Whitmore insisted that the sheriff's office has always had a zero tolerance policy when it comes to vehicle codes and traffic and loitering laws, which are often used to bust photographers.
"We're not calling this a crackdown. We're enforcing the law," he said. "What's changed is that a component of society is growing in numbers, as well as aggressive tactics, and because of that, they're violating the law more, and we're detaining them more. Just the other day, we cited two of them for illegal registration, and one of them was cited for possession of marijuana."

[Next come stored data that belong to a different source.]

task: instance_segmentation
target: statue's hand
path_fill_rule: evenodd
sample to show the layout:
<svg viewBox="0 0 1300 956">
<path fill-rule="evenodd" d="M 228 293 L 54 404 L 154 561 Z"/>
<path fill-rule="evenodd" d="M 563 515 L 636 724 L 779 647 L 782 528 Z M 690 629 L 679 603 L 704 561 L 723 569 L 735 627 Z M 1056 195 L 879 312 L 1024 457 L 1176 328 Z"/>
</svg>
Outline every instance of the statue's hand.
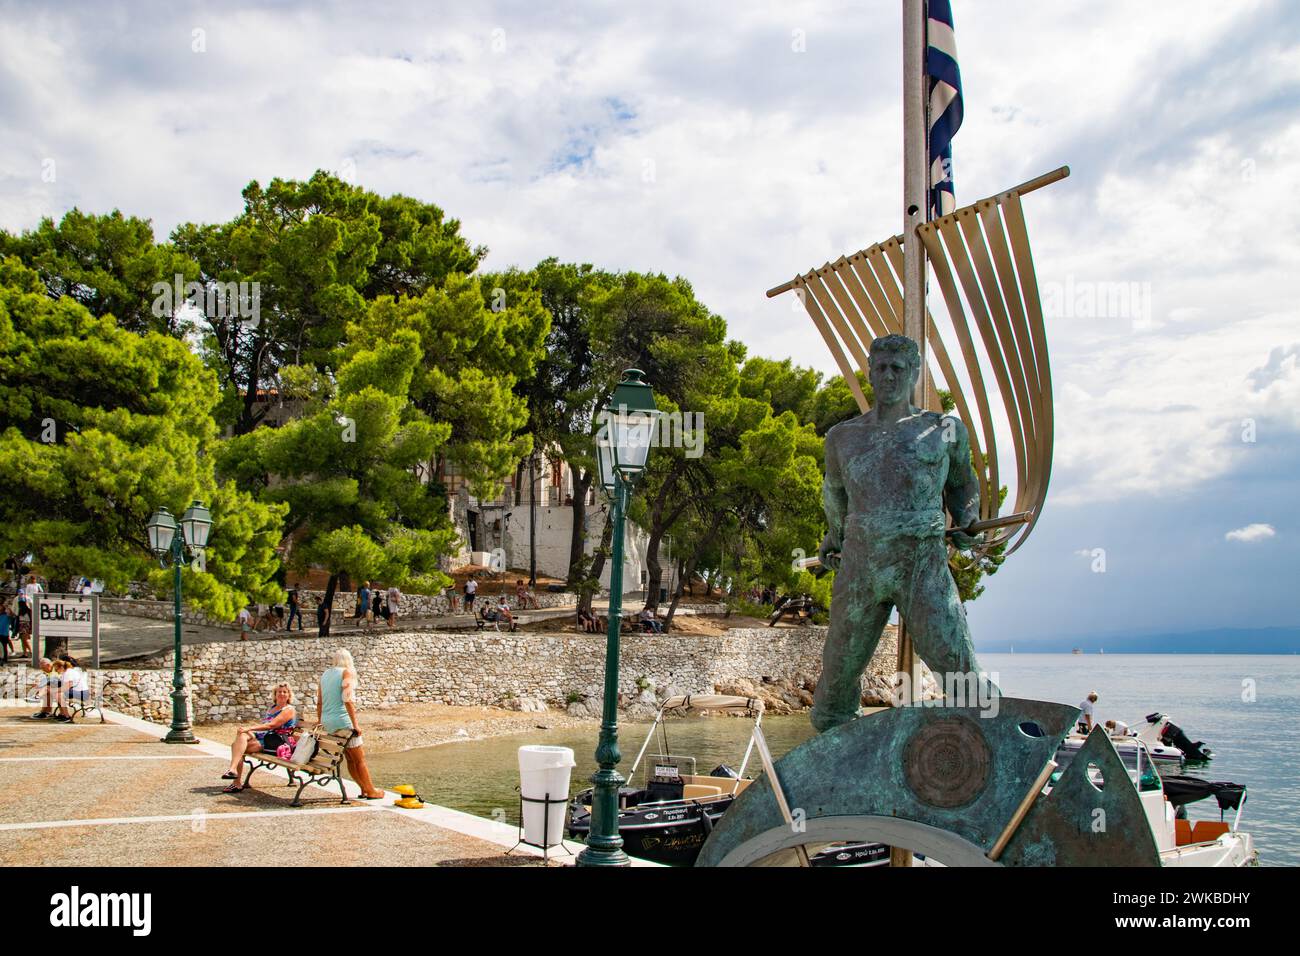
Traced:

During last week's courthouse spectacle, when Spears attempted to attend a custody hearing, but drove off, complaining about the horde of photographers, an LAPD officer videotaped the scene, according to LAPD spokesman Lt. Ruben De La Torre.

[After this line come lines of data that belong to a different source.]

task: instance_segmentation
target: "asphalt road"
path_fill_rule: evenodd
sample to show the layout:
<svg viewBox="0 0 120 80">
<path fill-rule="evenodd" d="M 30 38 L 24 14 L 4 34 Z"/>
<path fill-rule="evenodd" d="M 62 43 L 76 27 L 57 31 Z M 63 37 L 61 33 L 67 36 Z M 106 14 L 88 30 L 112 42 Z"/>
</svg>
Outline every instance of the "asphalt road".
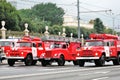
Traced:
<svg viewBox="0 0 120 80">
<path fill-rule="evenodd" d="M 6 63 L 0 64 L 0 80 L 120 80 L 120 65 L 112 62 L 103 67 L 95 67 L 86 63 L 85 67 L 74 66 L 66 62 L 65 66 L 42 67 L 40 62 L 36 66 L 25 66 L 17 63 L 14 67 Z"/>
</svg>

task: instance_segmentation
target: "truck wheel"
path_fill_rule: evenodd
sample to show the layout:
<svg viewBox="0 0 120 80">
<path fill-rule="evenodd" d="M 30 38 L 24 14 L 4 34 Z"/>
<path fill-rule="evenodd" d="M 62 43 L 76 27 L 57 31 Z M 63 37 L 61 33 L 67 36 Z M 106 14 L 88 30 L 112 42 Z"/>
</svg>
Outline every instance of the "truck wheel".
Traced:
<svg viewBox="0 0 120 80">
<path fill-rule="evenodd" d="M 64 66 L 64 65 L 65 65 L 64 56 L 61 55 L 60 58 L 58 59 L 58 66 Z"/>
<path fill-rule="evenodd" d="M 102 55 L 99 60 L 95 60 L 96 66 L 104 66 L 105 65 L 105 55 Z"/>
<path fill-rule="evenodd" d="M 79 60 L 79 61 L 78 61 L 78 65 L 79 65 L 80 67 L 83 67 L 83 66 L 85 65 L 85 61 L 84 61 L 84 60 Z"/>
<path fill-rule="evenodd" d="M 74 65 L 78 65 L 78 60 L 73 61 Z"/>
<path fill-rule="evenodd" d="M 46 60 L 42 60 L 41 64 L 42 64 L 42 66 L 47 66 L 47 61 Z"/>
<path fill-rule="evenodd" d="M 118 54 L 117 58 L 113 60 L 114 65 L 120 65 L 120 54 Z"/>
<path fill-rule="evenodd" d="M 36 65 L 36 63 L 37 63 L 37 60 L 32 61 L 32 65 Z"/>
<path fill-rule="evenodd" d="M 8 59 L 8 65 L 13 66 L 15 64 L 15 60 Z"/>
<path fill-rule="evenodd" d="M 27 55 L 27 57 L 25 58 L 25 65 L 26 66 L 31 66 L 33 62 L 32 56 L 31 55 Z"/>
</svg>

"It's kind of a risk management tool," explained De La Torre, who said that, while no one was arrested or detained, seven citations were written for photographers who received infractions for impeding traffic.
De La Torre also denied a Los Angeles Times report that the LAPD plans to use undercover officers in restaurants and nightclubs, to catch paparazzi who break the law.

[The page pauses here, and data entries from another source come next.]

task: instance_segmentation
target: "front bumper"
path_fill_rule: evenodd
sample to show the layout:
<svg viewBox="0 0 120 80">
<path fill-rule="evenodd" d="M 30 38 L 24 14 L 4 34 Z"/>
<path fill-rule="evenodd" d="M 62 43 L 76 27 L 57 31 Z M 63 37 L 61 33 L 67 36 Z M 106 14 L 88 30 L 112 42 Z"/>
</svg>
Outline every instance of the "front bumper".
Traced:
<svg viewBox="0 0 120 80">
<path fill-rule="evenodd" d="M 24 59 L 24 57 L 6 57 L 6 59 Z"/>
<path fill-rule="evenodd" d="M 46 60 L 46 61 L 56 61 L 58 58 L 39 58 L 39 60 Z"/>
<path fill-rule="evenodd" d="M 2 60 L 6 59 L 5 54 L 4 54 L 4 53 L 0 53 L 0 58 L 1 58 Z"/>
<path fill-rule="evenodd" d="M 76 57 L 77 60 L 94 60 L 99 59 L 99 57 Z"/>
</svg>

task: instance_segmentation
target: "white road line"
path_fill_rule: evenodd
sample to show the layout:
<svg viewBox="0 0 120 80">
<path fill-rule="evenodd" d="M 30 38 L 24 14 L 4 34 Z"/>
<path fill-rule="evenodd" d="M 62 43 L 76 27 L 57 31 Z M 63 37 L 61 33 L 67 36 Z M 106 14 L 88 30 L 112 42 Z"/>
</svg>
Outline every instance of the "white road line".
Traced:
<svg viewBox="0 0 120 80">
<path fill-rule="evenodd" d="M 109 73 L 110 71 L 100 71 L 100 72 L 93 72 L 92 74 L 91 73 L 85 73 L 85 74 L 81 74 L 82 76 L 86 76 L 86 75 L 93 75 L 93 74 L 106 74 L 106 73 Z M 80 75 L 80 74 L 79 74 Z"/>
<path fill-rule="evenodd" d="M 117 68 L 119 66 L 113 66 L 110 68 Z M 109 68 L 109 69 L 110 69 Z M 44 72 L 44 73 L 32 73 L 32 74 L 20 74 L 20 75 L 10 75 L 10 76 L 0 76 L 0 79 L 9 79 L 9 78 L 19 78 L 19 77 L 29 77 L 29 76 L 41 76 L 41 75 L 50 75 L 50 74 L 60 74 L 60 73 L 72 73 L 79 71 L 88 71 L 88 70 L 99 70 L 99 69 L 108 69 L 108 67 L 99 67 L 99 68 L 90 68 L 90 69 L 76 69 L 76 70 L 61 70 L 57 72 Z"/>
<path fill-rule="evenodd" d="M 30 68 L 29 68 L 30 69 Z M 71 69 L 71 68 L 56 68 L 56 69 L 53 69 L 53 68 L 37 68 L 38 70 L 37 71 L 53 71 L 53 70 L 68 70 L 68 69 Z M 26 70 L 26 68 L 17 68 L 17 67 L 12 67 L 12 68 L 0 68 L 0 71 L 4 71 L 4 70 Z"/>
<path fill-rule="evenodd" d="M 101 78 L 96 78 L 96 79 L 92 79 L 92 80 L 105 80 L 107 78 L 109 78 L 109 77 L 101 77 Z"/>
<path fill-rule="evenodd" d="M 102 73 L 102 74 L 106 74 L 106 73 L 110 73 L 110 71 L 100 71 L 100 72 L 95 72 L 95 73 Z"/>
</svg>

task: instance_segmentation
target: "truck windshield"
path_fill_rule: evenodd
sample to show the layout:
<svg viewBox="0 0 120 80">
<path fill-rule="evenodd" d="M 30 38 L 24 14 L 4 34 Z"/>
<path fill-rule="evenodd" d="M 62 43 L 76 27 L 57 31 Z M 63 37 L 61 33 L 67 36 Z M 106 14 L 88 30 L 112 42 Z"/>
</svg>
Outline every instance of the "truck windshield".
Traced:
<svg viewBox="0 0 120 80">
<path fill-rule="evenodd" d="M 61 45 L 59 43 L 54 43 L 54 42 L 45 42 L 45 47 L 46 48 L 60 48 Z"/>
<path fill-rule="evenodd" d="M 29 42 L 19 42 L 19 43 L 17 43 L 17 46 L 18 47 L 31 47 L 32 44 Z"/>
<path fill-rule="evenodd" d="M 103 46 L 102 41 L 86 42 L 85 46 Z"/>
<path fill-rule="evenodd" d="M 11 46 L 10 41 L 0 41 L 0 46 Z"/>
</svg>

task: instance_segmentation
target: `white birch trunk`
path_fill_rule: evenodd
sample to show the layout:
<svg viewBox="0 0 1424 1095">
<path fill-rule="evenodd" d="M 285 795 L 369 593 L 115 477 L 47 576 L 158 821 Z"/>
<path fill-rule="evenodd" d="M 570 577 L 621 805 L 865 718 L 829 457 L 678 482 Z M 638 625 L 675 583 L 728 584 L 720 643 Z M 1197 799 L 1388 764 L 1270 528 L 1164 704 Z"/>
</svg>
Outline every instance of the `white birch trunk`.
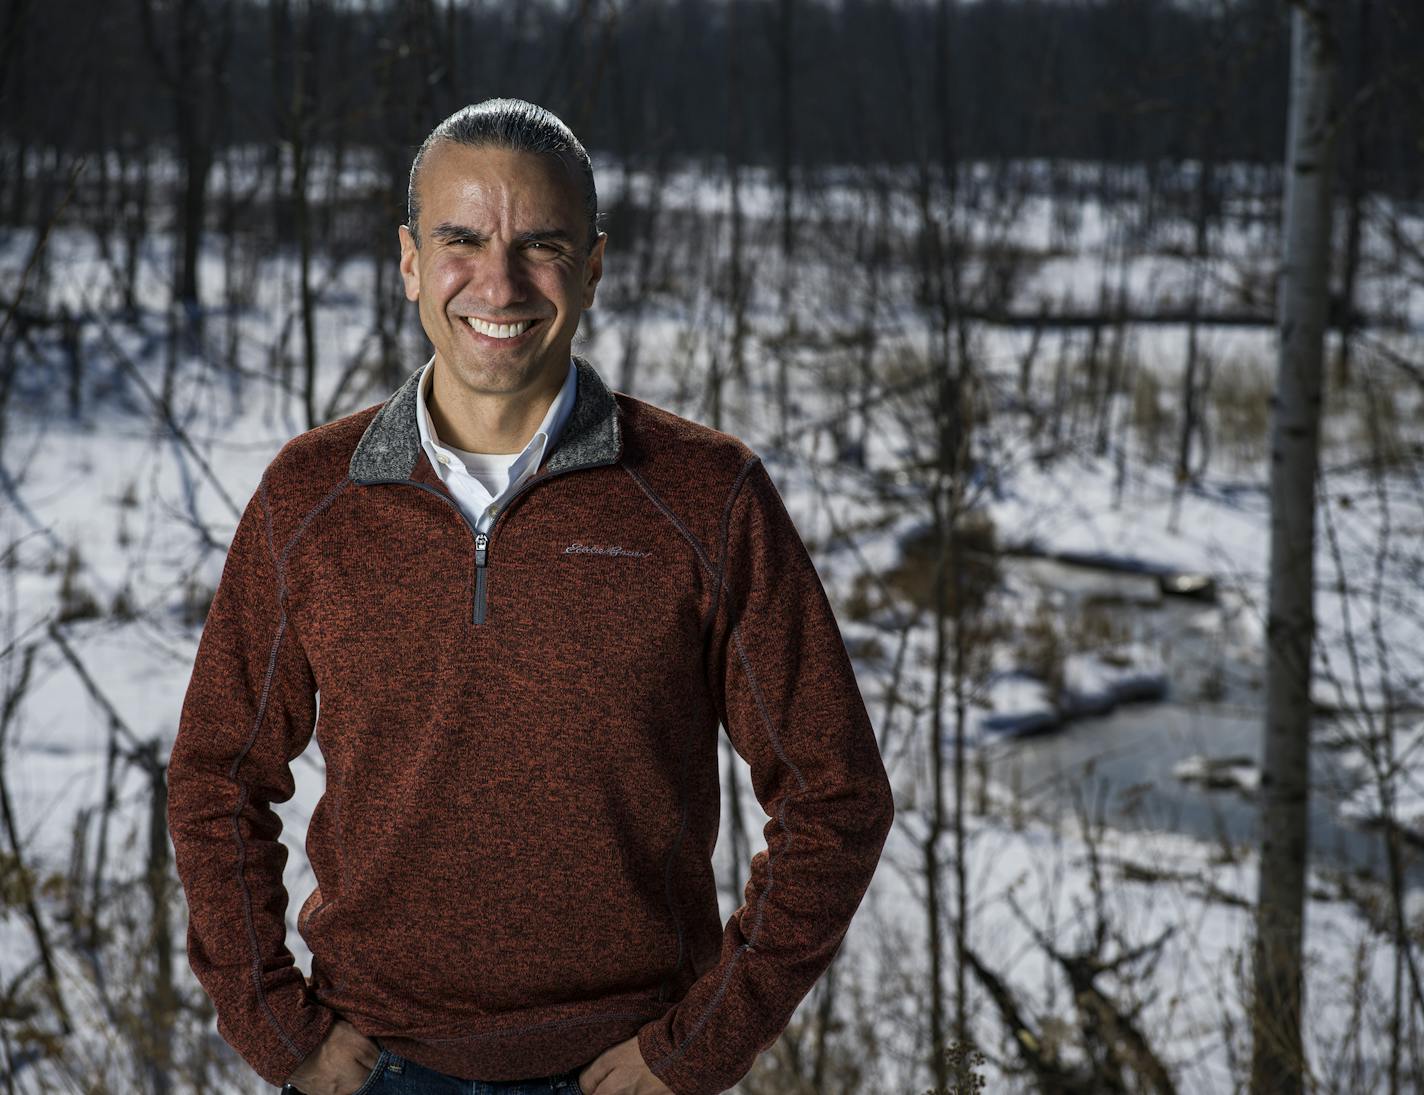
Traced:
<svg viewBox="0 0 1424 1095">
<path fill-rule="evenodd" d="M 1251 1091 L 1302 1090 L 1315 482 L 1328 314 L 1336 46 L 1327 0 L 1293 0 L 1280 356 L 1271 416 L 1270 609 Z"/>
</svg>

Recently, some restaurant owners have called in the cavalry when they felt their customers' privacy was being invaded. The founder of the popular Urth Caffe called sheriff's deputies after TMZ.com set up a video camera across the street from the eatery's outdoor tables on Melrose Avenue.
"The criticism is ridiculous," says TMZ.com's executive producer, Harvey Levin. "Every day, from 12 to 1, we have a live stream, and we go to various places. It's on public property ... Urth Caffe are the only ones who've complained."
Although he depends on their images to fill his popular site, Levin agrees that some paparazzi have gone too far in their pursuit of their prey.
"It's true that a lot of paparazzi have crossed the line," he said. "They've broken traffic laws and chased people. And the sheriff's department is getting serious about it. They want to make sure that when people violate those laws, they're enforced. They're just responding to complaints."
One of the photographers arrested in last week's high-speed chase of Spears has worked for celebrity Web site x17.com.
In response to a request for a comment, Brandy Navarre, x17.com's vice president, e-mailed a statement:
"It's a sticky situation when you have law enforcement officers 'cracking down' on the media, because it's a slippery slope toward infringing on journalists' First Amendment rights."
Referring to incidents involving Spears, Navarre said, "It is a unique situation. When every media outlet imaginable is hungry for photos and videos of her, the photographers do their best to get content. For good or for bad, the entire world seems to be focused on Britney Spears right now, and while it's easy for the rest of the media, and for the public, to criticize photographers in Los Angeles, it's the media and the public creating the demand for our pictures."
De La Torre and Whitmore both emphasized that they are just enforcing laws already on the books.
"This is nothing over and beyond what we normally do," said De La Torre. "Certainly, when there's a celebrity involved, they present interesting challenges for the media providing the coverage, and for law enforcement looking out for the public interest."